Reading Note:
The Photograph
22 June 2018

Penelope Lively’s The Photograph was a widely-read book, as I recall. I held this against it, at the time. I read it only much later, after my taste matured and I no longer read scorn into dry English prose. Now I’ve just read the novel a second time. 

It was like driving along a country road for the second time. Things that I had completely forgotten when I began would come to mind only a few pages before they appeared. There’s going to be a bit about a painter, and then a rich man who owns one of the artist’s works. I was never quite sure of these developments, but then the road would twist and there they were. I knew that the woman at the center of the story, already dead at the beginning, would be shown to have taken her own life, but I didn’t recall how, only that it was in bed. Somewhere in the middle, I remembered that the potter knew everything. 

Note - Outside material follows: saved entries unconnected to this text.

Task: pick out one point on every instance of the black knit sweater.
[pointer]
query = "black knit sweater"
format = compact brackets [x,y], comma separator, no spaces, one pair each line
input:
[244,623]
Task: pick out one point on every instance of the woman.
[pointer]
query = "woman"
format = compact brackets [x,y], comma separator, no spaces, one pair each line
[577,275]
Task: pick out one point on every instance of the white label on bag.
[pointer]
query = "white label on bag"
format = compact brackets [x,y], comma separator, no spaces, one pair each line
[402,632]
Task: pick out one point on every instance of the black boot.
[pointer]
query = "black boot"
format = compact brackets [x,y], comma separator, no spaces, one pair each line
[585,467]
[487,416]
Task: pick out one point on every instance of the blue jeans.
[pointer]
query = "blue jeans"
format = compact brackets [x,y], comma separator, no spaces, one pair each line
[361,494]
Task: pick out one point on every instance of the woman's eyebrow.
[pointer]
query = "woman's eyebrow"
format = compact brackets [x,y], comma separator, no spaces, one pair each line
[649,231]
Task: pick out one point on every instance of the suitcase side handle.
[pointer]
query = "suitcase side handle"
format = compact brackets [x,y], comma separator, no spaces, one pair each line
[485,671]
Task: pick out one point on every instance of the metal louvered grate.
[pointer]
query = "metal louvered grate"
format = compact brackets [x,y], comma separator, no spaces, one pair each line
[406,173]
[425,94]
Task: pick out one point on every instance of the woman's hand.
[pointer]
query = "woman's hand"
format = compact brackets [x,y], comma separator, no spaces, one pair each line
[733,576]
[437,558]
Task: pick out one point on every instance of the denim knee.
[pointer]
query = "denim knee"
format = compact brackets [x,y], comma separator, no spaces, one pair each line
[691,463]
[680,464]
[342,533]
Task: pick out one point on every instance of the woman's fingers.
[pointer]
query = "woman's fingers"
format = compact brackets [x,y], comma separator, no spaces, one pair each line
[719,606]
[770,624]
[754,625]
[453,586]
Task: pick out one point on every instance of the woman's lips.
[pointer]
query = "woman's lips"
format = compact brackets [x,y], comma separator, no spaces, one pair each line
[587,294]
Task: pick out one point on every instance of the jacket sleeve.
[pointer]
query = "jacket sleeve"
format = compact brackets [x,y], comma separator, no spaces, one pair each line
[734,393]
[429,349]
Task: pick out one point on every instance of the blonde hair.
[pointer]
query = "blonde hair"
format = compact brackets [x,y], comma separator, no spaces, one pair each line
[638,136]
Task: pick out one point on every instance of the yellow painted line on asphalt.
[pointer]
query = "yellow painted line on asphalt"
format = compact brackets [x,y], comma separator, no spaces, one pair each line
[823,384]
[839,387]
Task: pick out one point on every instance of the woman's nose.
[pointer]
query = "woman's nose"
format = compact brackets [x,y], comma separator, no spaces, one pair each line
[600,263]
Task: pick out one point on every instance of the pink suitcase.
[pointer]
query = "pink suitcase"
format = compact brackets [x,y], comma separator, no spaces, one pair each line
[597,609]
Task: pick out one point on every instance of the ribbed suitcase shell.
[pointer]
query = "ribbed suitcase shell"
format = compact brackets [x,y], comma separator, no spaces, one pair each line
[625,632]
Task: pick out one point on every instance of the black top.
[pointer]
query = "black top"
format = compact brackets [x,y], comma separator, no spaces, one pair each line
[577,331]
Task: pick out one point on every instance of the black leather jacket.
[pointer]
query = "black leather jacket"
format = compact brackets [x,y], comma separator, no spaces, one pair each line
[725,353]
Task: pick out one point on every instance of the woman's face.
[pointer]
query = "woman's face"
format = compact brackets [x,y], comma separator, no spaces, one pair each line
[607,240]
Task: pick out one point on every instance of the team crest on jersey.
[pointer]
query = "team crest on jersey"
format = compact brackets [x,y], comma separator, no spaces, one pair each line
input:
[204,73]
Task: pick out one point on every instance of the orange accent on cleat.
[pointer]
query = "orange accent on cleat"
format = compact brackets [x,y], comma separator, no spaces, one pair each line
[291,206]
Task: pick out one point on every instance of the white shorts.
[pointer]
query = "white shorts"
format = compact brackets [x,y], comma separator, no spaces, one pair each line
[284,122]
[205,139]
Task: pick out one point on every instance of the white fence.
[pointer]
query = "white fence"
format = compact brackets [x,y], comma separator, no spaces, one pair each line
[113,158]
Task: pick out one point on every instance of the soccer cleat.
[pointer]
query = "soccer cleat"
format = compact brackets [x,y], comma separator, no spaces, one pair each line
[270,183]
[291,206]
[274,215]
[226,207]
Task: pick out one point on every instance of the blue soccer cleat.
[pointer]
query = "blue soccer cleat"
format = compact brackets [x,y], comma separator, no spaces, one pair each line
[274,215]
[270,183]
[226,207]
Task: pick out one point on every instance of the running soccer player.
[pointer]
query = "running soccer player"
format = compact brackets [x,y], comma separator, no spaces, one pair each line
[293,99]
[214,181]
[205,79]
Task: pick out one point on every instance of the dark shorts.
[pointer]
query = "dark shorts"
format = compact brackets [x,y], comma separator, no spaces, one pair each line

Kath, the suicide, was a beautiful woman, and that is her doom. Nobody loved her, because nobody thought of her as a human being. The one man who knew that she was human never gave loving her more than a passing thought: he was not in her class. The men who surrounded her regarded her as a divine trophy. She finally married one of them because she thought he loved her, but she discovered that, having captured her, he stopped paying serious attention and went back to work, as a member of that special English class, the telegenic academic.)

Kath was partly to blame, perhaps chiefly to blame. She fell back on her loveliness instead of learning a trade. But she was thwarted by her beautiful body of the one thing that might have saved her. Nobody guessed what it was, so she had to tell her closest friend, the potter. The eponymous photograph, which comes to light after her death, propels her survivors to give her life the consideration that they denied it when she was breathing. As they do so, the goddess becomes a mortal. Lively builds to the metamorphosis with a complete but subtle mastery of suspense. Recollections of Kath looking ethereal imperceptibly yield to recollections of Kath looking lost. Long before the revelatory chapter, we know that Kath is, or rather was, not to be envied. 

There’s no mystery about the novel’s popularity.